近年來,許多利用放射影像的對位方法被開發出來,藉由直接觀察骨頭在空間中的方位來計算膝關節的運動,克服了皮膚移動誤差所帶來的問題,但受試者須接受輻射劑量,對受試者還是有一定的風險,限制此方法在臨床上的應用。
核磁共振影像提供了一個非侵入式、無輻射的技術來觀測膝關節的運動行為,現今,二維或是三維的核磁共振影像已大量地被用在準靜態狀態下的膝關節測量,然而,動態狀態下的核磁共振影像測量技術由於拍攝空間、影像在時空間的解析度等諸多限制,仍然有需多待發展的空間。本實驗室已成功開發出單切面MRI 對位技術[1],並進一步地發展出以雙平面動態核磁共振影像為基礎之創新的雙切面對位技術[2]。
本研究希望藉由膝關節試體來驗證,在不同速度條件下此創新雙切面對位技術之精確度,並將此量測方法應用在膝關節於不同功能性動作(膝關節彎曲伸直)情況下的運動學量測,希望本研究所得到之數據,能夠幫助了解膝關節複雜的運動模式,以及提供醫學在治療與復健上更精確的診斷依據。

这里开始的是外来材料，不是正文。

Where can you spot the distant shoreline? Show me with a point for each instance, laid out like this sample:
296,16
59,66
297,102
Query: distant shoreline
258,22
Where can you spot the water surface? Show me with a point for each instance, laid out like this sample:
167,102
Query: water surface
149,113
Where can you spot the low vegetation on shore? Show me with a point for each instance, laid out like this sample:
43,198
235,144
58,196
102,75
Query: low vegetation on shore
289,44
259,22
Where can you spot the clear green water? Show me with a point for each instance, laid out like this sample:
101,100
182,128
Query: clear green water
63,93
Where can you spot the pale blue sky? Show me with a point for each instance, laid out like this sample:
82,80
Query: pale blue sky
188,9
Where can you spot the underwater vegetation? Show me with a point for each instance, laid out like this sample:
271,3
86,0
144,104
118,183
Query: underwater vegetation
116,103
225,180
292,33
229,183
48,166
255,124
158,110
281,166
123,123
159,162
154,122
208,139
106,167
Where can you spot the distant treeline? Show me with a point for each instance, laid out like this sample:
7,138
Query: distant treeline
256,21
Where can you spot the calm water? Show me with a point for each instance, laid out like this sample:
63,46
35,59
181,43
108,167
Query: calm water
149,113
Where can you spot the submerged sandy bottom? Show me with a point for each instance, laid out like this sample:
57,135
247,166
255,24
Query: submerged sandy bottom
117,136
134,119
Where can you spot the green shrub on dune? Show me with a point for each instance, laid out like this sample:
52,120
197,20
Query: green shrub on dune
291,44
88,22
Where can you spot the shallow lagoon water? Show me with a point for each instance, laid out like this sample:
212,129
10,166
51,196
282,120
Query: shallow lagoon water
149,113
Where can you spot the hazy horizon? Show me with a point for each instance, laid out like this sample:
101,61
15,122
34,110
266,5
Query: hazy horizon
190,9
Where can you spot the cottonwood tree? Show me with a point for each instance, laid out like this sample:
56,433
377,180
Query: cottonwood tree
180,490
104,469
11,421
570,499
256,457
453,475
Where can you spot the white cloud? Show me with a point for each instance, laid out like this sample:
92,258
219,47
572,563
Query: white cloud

Accurate quantification of the three-dimensional (3-D) kinematics of the knee is essential for studying its normal function and diagnosing pathology. Although, there are many techniques have been developed for measuring knee kinematics, the methods for non-invasively measuring three-dimensional and dynamic knee motion are still limited. Skin marker-based methods have been widely used in clinical gait analysis and sports biomechanics to reconstruct quantitatively the 3-D kinematics of human body segments. However, movements between the skin markers and the underlying bones (i.e., soft tissue artifacts) during activities are inevitable and have been shown to affect the measurement outcome of joint kinematics.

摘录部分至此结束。